THE Catholic Bishops Conference of the Philippines threw its support Wednesday behind the creation of an independent commission or fact-finding body to look into the deaths of 44 police commandos in a clash in Mamasapano, Maguindanao on Jan. 25.
In a statement, CBCP President Archbishop Socrates Villegas said any investigation by the police—such as the board of inquiry created by Interior Secretary Manuel Roxas II—would have a credibility problem.
“Any inquiry by a police body, such as the board of inquiry… will be weighed down by lingering doubts about its preparedness to point to liability, no matter how high up the chain of command attribution must go,” Villegas said. “Subordinate officers, whether in the police or in the military seldom point accusingly at superiors.”
An investigation by Congress, on the other hand, would be compromised by the political allegiance of most of its members, he added.
“The CBCP therefore strongly suggests that the members of any such committee, though appointed by the President, must be endorsed by and acceptable to the public, recognized for their probity, acknowledged for their truthfulness and characterized by their boldness,” he said.
“Vocal advocates for the passage of the draft Bangsamoro Basic Law are not credible nominees,” the archbishop added, because they have made it clear that they would not want the incident to derail the process of passing the BBL.
The CBCP president said hearings by the independent body must be open to all.
“Nothing is served by secrecy,” he said.
Villegas also said that for now, the CBCP will not support calls for the resignation of President Benigno Aquino III over the Mamasapano incident.
“For the present time, the Catholic Bishops Conference of the Philippines has not arrived at a collective position.

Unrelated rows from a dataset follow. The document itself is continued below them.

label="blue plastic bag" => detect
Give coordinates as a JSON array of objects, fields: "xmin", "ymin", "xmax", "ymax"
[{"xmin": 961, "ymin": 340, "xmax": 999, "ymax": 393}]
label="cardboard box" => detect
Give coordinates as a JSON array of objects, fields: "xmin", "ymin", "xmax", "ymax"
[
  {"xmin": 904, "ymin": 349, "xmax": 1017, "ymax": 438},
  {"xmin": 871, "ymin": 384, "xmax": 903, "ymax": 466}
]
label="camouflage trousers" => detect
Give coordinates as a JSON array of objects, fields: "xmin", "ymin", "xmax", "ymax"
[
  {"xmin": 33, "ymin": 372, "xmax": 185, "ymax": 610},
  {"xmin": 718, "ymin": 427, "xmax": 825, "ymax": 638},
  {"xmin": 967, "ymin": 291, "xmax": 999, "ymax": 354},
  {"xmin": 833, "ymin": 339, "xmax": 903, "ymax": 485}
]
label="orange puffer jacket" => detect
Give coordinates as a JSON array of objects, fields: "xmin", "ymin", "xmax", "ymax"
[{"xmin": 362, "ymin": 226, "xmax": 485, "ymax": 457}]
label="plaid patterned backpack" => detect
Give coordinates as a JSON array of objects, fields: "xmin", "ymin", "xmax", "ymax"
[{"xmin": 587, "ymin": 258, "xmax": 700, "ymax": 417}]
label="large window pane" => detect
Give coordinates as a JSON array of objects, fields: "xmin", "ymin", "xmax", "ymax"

Whether or not the President should resign and yield the powers of his high office to a lawful successor is a judgment that he must make, after prayerful discernment, and in all humility and judiciousness,” he said.

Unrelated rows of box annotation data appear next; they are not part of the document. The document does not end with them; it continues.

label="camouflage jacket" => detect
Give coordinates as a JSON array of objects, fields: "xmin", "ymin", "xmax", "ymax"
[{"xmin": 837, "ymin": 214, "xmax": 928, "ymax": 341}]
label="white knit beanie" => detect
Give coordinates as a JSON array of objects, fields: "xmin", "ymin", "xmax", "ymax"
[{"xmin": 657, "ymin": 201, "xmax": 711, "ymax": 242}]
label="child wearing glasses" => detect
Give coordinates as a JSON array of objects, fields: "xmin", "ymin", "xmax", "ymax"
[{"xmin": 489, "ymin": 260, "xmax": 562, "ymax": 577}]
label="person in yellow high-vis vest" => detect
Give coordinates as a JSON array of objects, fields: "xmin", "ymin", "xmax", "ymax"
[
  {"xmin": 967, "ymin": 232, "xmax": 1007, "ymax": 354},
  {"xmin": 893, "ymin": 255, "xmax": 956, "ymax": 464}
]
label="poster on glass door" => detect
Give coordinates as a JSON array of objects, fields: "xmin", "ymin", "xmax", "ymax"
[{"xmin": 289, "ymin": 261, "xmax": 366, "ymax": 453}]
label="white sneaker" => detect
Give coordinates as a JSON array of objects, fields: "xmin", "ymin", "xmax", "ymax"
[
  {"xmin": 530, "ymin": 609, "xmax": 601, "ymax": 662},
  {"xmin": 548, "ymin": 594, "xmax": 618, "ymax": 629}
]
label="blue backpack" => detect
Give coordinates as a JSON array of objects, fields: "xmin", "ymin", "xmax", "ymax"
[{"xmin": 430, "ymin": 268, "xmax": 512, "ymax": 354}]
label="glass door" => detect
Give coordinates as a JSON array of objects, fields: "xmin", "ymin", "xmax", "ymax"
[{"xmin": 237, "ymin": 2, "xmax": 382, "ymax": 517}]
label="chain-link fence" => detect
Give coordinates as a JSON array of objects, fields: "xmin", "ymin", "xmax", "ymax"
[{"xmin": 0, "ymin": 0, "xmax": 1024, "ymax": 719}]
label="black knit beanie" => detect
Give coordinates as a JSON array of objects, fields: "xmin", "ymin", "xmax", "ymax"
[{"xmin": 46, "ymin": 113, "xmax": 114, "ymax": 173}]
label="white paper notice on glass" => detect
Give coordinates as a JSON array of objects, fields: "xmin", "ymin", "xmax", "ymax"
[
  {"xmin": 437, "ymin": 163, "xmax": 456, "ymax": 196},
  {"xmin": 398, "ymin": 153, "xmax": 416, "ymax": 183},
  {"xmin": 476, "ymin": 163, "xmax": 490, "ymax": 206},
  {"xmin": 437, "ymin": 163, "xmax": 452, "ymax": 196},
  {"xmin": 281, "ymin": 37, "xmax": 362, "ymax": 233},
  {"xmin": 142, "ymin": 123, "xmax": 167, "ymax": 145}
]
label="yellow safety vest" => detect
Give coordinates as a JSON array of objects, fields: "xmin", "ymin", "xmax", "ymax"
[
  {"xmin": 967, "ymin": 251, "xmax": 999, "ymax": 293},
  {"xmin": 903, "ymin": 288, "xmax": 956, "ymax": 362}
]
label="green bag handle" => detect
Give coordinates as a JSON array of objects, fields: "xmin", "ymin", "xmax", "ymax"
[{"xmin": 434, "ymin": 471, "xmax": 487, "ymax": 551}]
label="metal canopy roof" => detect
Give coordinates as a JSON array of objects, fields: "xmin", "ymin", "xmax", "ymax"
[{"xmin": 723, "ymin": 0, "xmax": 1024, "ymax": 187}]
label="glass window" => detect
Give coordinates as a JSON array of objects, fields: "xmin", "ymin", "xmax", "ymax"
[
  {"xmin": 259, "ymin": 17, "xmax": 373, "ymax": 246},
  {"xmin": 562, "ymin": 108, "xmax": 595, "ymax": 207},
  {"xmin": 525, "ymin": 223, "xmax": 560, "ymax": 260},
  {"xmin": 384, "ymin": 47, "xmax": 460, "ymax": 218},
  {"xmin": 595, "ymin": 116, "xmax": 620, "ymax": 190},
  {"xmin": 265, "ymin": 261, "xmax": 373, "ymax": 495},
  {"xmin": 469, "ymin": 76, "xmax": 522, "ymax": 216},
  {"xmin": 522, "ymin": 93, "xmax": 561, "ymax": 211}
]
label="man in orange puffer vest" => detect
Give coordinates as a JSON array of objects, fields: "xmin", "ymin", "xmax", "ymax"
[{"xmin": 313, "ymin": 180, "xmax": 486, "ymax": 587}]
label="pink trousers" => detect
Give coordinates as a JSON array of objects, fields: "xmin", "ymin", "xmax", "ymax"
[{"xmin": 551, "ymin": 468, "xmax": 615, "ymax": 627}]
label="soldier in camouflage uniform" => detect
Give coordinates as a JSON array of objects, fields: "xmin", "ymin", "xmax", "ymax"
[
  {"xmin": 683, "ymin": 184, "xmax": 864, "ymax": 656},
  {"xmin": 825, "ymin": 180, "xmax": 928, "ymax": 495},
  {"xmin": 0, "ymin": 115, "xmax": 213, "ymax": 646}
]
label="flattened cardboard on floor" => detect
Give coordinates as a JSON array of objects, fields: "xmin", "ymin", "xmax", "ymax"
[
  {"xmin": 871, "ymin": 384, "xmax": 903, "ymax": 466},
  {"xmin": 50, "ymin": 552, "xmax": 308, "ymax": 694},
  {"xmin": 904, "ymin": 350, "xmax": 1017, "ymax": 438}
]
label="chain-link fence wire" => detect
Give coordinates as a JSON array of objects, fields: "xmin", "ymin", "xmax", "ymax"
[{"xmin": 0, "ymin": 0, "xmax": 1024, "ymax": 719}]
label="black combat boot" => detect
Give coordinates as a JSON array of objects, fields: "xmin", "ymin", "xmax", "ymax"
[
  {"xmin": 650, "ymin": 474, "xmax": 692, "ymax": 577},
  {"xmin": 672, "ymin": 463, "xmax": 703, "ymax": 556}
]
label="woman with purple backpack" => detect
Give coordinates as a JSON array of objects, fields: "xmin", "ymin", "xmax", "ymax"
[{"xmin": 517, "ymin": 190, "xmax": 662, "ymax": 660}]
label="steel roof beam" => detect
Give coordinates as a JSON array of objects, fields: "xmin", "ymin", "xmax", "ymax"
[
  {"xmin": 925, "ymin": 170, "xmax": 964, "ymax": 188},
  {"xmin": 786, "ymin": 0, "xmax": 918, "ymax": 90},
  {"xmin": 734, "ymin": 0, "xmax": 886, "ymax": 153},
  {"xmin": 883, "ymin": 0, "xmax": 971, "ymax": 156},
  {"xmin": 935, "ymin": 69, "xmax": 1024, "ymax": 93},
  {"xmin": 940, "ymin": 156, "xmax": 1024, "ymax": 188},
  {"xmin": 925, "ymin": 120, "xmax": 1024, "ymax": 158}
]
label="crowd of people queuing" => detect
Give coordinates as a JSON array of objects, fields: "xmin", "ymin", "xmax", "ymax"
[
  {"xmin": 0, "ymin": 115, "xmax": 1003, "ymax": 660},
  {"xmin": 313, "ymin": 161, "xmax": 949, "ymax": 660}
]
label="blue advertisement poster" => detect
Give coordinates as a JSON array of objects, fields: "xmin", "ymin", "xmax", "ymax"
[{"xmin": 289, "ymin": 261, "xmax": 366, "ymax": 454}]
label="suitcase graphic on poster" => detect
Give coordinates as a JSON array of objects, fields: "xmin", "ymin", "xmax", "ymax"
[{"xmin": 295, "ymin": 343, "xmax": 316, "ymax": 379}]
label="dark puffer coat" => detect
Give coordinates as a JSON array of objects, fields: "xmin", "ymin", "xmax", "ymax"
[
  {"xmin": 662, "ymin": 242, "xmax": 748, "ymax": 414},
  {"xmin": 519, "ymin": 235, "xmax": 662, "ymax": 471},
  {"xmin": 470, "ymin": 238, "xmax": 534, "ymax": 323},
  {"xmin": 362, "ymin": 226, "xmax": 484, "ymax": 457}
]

He further said that the CBCP does not yet have all the facts.
Villegas also admitted that the Catholic Church has been receiving conflicting accounts of what really happened.
He then said the President should learn from the tragedy that transparency and forthrightness are what are expected of him at all times.

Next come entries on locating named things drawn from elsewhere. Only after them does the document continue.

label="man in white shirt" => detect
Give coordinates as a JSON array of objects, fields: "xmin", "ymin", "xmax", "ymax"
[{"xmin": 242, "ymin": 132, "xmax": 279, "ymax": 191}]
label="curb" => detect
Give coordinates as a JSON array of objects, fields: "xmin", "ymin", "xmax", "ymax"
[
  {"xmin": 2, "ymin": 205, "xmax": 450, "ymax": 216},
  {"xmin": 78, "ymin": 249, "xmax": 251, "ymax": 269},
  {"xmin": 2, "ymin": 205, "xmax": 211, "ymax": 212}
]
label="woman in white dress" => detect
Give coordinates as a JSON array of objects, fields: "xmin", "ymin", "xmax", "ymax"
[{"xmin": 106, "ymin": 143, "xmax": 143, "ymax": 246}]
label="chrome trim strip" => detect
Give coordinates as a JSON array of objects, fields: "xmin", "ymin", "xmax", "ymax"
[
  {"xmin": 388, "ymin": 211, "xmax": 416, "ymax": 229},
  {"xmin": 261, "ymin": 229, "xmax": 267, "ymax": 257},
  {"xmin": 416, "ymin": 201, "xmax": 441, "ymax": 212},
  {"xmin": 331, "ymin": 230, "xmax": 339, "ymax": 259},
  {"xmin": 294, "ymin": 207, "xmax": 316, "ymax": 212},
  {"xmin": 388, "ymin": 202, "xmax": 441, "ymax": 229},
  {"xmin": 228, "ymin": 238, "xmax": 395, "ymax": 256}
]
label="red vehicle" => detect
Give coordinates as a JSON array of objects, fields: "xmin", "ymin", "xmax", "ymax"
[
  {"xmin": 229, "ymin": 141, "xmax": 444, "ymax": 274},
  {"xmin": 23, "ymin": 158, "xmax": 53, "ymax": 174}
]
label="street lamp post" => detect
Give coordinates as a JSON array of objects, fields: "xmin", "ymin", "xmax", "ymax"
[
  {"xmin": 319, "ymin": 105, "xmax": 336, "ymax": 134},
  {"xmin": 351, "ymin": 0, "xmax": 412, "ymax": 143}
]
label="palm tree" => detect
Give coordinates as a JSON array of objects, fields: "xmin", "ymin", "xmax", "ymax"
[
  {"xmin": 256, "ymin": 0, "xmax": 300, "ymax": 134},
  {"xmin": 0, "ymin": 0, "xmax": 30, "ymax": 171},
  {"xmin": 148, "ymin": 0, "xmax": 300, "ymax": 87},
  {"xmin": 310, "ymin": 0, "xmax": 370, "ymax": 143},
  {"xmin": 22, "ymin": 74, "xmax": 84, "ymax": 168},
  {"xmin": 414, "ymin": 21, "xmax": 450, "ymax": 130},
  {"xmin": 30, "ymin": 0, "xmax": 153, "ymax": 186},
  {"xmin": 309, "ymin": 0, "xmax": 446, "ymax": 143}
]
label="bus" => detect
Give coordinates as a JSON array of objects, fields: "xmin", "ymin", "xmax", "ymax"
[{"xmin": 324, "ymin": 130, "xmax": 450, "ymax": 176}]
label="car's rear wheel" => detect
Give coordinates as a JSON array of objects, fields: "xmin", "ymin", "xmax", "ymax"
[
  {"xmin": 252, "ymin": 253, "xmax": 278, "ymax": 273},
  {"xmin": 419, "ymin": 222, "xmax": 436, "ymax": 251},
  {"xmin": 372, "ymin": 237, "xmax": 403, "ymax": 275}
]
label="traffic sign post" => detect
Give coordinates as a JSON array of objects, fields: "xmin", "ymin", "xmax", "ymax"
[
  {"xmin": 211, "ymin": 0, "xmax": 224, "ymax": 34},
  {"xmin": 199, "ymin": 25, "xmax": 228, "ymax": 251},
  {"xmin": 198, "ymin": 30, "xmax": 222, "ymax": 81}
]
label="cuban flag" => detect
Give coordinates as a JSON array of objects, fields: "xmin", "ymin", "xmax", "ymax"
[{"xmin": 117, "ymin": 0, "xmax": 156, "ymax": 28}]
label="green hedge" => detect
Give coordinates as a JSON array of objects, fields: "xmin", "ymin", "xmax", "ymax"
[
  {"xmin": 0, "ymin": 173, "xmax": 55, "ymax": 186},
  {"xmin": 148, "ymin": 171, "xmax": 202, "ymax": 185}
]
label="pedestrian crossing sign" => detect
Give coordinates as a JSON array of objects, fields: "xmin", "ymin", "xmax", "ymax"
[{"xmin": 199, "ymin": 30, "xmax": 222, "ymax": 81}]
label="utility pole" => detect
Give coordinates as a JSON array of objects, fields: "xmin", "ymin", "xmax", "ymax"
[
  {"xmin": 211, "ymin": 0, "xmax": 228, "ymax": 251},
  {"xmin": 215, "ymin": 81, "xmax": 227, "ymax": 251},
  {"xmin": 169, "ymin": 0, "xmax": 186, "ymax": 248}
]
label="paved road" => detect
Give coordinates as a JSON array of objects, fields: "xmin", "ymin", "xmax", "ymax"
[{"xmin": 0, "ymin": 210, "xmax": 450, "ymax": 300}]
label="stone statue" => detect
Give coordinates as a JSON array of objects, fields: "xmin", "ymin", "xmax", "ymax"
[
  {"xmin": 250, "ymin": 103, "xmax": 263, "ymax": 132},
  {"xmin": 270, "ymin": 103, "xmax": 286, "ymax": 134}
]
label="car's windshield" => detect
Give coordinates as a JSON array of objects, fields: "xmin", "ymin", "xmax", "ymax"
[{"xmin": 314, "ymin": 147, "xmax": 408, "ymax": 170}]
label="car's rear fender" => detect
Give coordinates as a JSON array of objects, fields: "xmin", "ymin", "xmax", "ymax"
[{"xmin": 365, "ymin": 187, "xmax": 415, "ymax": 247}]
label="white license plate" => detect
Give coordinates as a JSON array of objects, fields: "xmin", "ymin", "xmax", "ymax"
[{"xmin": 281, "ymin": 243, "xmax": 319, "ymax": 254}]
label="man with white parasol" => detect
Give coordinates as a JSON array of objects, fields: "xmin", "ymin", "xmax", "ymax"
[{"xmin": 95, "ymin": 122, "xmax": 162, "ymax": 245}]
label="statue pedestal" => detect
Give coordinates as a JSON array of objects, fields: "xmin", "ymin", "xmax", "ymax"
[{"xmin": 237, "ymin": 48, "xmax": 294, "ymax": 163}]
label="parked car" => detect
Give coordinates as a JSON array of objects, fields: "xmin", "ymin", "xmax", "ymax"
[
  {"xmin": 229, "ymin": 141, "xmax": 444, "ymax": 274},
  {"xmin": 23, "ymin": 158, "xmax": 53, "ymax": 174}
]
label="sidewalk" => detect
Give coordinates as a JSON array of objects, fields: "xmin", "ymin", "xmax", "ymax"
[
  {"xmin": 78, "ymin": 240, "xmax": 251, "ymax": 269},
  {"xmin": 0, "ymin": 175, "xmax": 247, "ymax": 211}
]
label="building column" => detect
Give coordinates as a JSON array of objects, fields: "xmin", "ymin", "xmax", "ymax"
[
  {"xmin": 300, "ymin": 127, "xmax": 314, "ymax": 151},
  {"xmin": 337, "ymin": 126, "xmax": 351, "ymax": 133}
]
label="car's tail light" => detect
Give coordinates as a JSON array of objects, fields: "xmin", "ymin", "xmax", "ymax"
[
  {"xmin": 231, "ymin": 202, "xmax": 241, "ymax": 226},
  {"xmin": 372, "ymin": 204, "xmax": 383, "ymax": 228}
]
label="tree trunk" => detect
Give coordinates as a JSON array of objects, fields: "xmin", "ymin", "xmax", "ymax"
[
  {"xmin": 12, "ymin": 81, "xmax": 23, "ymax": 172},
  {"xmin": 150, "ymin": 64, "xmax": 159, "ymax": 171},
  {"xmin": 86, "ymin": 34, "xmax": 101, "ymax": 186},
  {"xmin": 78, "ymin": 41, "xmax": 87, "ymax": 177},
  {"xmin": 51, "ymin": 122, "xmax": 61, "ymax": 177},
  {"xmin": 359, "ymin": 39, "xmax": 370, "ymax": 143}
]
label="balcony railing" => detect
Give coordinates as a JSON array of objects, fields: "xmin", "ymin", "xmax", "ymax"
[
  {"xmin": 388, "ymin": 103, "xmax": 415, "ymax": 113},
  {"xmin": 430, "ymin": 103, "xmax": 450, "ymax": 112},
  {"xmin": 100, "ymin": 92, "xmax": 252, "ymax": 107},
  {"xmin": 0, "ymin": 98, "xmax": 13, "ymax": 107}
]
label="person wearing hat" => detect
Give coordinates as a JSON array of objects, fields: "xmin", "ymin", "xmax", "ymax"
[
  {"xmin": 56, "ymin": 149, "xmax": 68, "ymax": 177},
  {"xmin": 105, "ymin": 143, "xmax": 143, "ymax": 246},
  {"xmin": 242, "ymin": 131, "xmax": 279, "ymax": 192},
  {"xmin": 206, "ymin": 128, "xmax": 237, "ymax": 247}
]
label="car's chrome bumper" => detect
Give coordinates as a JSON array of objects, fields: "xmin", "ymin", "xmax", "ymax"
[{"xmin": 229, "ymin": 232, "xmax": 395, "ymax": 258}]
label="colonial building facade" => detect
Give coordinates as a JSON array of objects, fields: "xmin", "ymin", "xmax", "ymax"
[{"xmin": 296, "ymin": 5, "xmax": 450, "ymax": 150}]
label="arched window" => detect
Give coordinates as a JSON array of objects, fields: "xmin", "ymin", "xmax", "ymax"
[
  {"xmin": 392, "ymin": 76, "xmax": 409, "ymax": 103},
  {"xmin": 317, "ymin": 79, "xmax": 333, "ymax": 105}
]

“It will serve him well to listen to sound advice and counsel from the truly wise, and not from those eager to curry favor. He has been roundly criticized for having absented himself at the arrival honors for the mortal remains of our heroes,” he said.
“He will, in the future, we hope, make better balanced choices and conduct himself as his high office demands. We pray that in all humility he would willingly accept just criticism rather than have his spokespersons concoct excuses at every turn,” he added.
Also on Wednesday, Leyte Rep. Ferdinand Martin Romualdez warned that too many investigations would muddle the truth.
Romualdez, head of the independent minority bloc in the House, said an independent truth commission should investigate the deaths of the 44 Special Action Force commandos.
“To avoid muddling the issue which can lead to a cover-up of the truth, the Mamasapano probe should be handled only by a truth commission. Other government agencies may conduct their own inquiries as warranted but the official and final result will only be that of the truth commission,” Romualdez said.
Reports said about 392 SAF men were deployed in Barangay Tukanalipao, Mamasapano, Maguindanao on Jan. 25. Two groups composed of 74 commandos entered the area to serve the arrest warrant on Malaysian terrorist Zulkifli bin Hir alias Marwan.
Romualdez said it was unfortunate that until now, there is no clear report of what really happened.
Romualdez said “the steadily increasing number of versions of the encounter makes it imperative to form an independent and non-government truth commission which will solely probe the slaughter.”
Romualdez’s group had earlier filed a resolution urging the President to create an independent truth commission that “will investigate completely and thoroughly” the bloody incident.
In a privilege speech Wednesday, House Deputy Majority Leader and Quezon City Rep. Jose Christopher Belmonte commended all 392 members of the Philippine National Police SAF, including the 44 who died after killing Marwan.
“Each and every one of the 392 or so SAF men who took part in Operation Wolverine, including the 12 who were wounded, is a hero. And each and every one of them deserves the nation’s commendation and gratitude,” Belmonte said.
“They are heroes because—acting as one unit—they accomplished their mission. They are heroes because they were able to kill Marwan, a terrorist who has killed hundreds and stood to kill hundreds, if not thousands, more,” he added.